Payel suffers from a rare genetic disorder called Von Hippel-Lindau (VHL), in which blood tumours constantly form in blood vessels. The disease is so rare that out of over a billion Indian population, only 70 have been detected with the syndrome so far.
VHL syndrome is caused by a gene mutation and leads to an abnormal capillary growth in internal organs like the lungs, heart, pancreas, liver and intestines. Normally, our capillaries branch out like trees. In VHL patients, little knots of extra capillaries form tumors that have to be removed.
Unaware of the genetic disorder at first, Payel was detected of it at the age of three. She underwent her first surgery at the age of 12 to remove a tumour in the left foot. 23 years later, she underwent a brain tumour surgery and then doctors confirmed VHL.
The biggest shock came in four months later, when she was diagnosed with tumours in her liver. Since then Payel has suffered from a minor stroke and paralysis of the left side after her brain surgery. Till now she has had tumors removed from her foot, knee and brain which was followed by a liver transplant surgery.
After this, she had to take regular doses of immunosuppressant drugs which greatly weakened her immunity. She was diagnosed with tuberculosis of the bones, which is resistant to any possible treatment. She had to undergo a surgery on her neck for the removal of an enlargement. She has now turned partially blind as the tumours have spread over her eyes and is on a life-long medication of three anti-convulsants.
Her father’s death in 2009 made her life even more difficult as she lost a strong pillar of support. And the reason of his death was that he could not undergo a heart surgery due to lack of funds because all his retirement benefits were exhausted on Payel’s previous surgeries.
Over the years Payel and her mother have moved several houses. From their 2,200 square yard ancestral home in Kolkata to a windowless one bedroom home in a crowded and suffocating unauthorized colony in South Delhi, hers has been a tough journey. Her previous landlord asked her to leave as he thought hers is a contagious disease.

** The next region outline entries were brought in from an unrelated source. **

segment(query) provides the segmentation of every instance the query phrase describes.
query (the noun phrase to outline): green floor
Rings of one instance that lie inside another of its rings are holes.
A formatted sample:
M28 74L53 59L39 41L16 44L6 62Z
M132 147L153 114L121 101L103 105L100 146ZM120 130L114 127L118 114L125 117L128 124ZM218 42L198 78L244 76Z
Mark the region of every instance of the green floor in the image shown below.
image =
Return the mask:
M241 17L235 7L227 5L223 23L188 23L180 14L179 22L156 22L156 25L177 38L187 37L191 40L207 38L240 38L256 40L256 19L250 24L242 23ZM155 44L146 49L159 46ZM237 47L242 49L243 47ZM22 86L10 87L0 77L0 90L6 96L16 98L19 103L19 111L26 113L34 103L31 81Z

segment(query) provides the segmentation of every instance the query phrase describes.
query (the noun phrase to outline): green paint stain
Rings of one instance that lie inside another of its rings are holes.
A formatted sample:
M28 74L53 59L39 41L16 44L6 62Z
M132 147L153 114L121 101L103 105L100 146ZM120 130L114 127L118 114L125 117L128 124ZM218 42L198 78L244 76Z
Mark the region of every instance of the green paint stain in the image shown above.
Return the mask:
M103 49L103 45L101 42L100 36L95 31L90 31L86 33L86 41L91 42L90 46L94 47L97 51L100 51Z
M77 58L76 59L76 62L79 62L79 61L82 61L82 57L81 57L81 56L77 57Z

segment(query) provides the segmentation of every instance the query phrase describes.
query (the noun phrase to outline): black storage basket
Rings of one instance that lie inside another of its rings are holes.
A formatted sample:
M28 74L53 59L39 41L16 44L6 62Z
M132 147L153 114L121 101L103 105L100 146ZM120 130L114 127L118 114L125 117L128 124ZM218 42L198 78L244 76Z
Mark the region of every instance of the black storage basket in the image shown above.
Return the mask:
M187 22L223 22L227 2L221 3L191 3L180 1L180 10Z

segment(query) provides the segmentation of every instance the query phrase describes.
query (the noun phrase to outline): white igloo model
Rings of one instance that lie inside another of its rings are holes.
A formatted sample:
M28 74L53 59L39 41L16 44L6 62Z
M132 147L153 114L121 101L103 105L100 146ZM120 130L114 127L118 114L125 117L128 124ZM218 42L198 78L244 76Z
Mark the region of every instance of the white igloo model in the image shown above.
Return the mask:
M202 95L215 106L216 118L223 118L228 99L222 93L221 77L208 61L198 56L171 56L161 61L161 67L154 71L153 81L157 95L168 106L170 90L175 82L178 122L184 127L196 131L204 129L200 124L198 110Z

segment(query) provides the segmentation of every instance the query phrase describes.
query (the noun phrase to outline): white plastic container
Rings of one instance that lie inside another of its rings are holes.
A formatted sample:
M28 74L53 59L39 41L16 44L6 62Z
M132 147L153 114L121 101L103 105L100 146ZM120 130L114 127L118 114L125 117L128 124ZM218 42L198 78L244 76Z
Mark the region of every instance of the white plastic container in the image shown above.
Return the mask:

However, Payel has been and continues to be a fighter and her condition has not weakened her passion for life.
She has been optimistic. She says that she “loves life and wants to live it to the fullest.” She adds that she is aware that her genetic disorder is incurable, not terminal.
But financial worries constantly loom large over Payel as given her genetic disorder, emergency can crop up any time.
“Many donors pay for one or two months. But I need lifelong medical support. I can lead a normal life with medicines, but my resources are limited and fast exhausting,” says Payel.